Once the strike off or winding up process is completed, the company officially ceases to exist as a legal entity under the Companies Act, 2013. However, certain legal consequences and responsibilities can continue even after dissolution.

Here’s what happens after company strike off in India:

  • Company name is removed from the Register of Companies
    The Registrar of Companies (ROC) officially removes the company from its records after issuing the final dissolution notice.
  • Certificate of Incorporation becomes invalid
    Once dissolved, the company’s Certificate of Incorporation is effectively cancelled and the entity loses its legal existence.
  • No further business activity is permitted
    The company cannot:
    • Enter into contracts
    • Conduct transactions
    • Raise invoices
    • Operate bank accounts
    • Continue business activities in any form
  • Directors may still face personal liability
    Dissolution does not protect directors if hidden liabilities, fraud, tax evasion, or false declarations are discovered later. Authorities can still initiate action against directors personally in such situations.
  • Revival of a struck off company is possible
    If a company was wrongly struck off or needs to be restored for legal or business reasons, an application can be made before the National Company Law Tribunal (NCLT).
    In many cases, reviving a struck off company is allowed within 20 years from the date of dissolution.
  • Company name cannot be immediately reused
    After dissolution, the company name may not be immediately available for reuse, subject to MCA naming guidelines and approvals.

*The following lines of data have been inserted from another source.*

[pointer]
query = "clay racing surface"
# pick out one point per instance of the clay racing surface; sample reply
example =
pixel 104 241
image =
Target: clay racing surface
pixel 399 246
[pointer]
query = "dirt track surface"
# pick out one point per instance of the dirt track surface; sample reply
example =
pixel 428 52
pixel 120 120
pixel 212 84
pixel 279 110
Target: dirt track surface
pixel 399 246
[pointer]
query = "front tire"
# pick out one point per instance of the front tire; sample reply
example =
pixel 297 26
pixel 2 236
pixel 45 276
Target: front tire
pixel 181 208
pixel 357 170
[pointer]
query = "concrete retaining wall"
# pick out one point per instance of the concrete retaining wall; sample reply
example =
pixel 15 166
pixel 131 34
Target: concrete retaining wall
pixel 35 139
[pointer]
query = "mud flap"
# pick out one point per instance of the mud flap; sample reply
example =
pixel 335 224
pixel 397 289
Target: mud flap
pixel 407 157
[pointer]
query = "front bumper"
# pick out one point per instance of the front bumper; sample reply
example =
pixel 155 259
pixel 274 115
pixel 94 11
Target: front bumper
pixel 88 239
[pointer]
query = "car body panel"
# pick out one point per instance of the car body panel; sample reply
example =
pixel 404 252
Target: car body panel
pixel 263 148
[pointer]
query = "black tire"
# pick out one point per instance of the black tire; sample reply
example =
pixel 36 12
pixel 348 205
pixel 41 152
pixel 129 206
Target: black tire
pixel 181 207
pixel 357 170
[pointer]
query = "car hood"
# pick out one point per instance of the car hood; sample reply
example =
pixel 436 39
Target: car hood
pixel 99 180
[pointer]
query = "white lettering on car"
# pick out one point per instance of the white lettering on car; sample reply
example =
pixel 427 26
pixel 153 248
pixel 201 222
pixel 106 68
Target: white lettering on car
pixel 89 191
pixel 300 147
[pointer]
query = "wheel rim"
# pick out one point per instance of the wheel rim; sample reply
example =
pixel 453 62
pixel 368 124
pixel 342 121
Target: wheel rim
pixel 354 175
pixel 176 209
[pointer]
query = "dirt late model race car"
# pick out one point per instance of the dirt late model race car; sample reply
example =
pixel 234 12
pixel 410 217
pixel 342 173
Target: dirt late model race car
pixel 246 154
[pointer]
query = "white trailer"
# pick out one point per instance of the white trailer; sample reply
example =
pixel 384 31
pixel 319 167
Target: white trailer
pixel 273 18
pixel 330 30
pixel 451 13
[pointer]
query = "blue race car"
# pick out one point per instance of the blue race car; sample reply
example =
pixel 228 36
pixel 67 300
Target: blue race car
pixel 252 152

Because of these legal implications, companies should ensure that all liabilities, tax matters, and compliance obligations are properly resolved before proceeding with dissolution.

 

Conclusion

Closing a company is not just about stopping business operations — it is a legal process that should be completed properly to avoid future penalties, compliance issues, and director liabilities. Whether you choose strike off or voluntary winding up, following the correct procedure under the Companies Act, 2013 ensures that the company is legally dissolved without unnecessary complications later.

Since the process involves ROC filings, legal documentation, financial disclosures, and strict compliance checks, many businesses choose professional company closure services for accurate and hassle-free execution.

If you are searching for reliable company dissolution experts in India or looking for professional help to close a private limited company near you, our team can assist you with the complete process — from documentation and compliance review to ROC filing and final strike off approval.

Get in touch with our experts today to start your company closure process quickly and professionally.

 

FAQs

1. Can I close a company with liabilities?

No. All liabilities and dues should be cleared before applying for strike off.

2. What is the easiest way to close an inactive company?

Strike off under Section 248 of the Companies Act, 2013 is the simplest method.

3. How long does strike off take?

Usually around 3–6 months.

4. What is the STK-2 government fee?

The ROC filing fee is ₹10,000.

5. Can ROC reject STK-2?

Yes. Incorrect documents or pending compliances can lead to rejection.

6. Is strike off reversible?

Yes. A struck off company can be revived through NCLT.

7. Can I close a company without annual filings?

No. Pending ROC filings must usually be completed first.

8. Do directors remain liable after dissolution?

Yes. Directors may still be liable for fraud or hidden liabilities.

9. Is bank account closure mandatory?

Yes. Company bank accounts should be closed before filing STK-2.

10. Can a dissolved company continue business?

No. Once dissolved, the company legally ceases to exist.

Disclaimer: Company closure procedures and ROC requirements may vary depending on the company’s compliance status and applicable laws. Businesses should consult qualified professionals before initiating dissolution.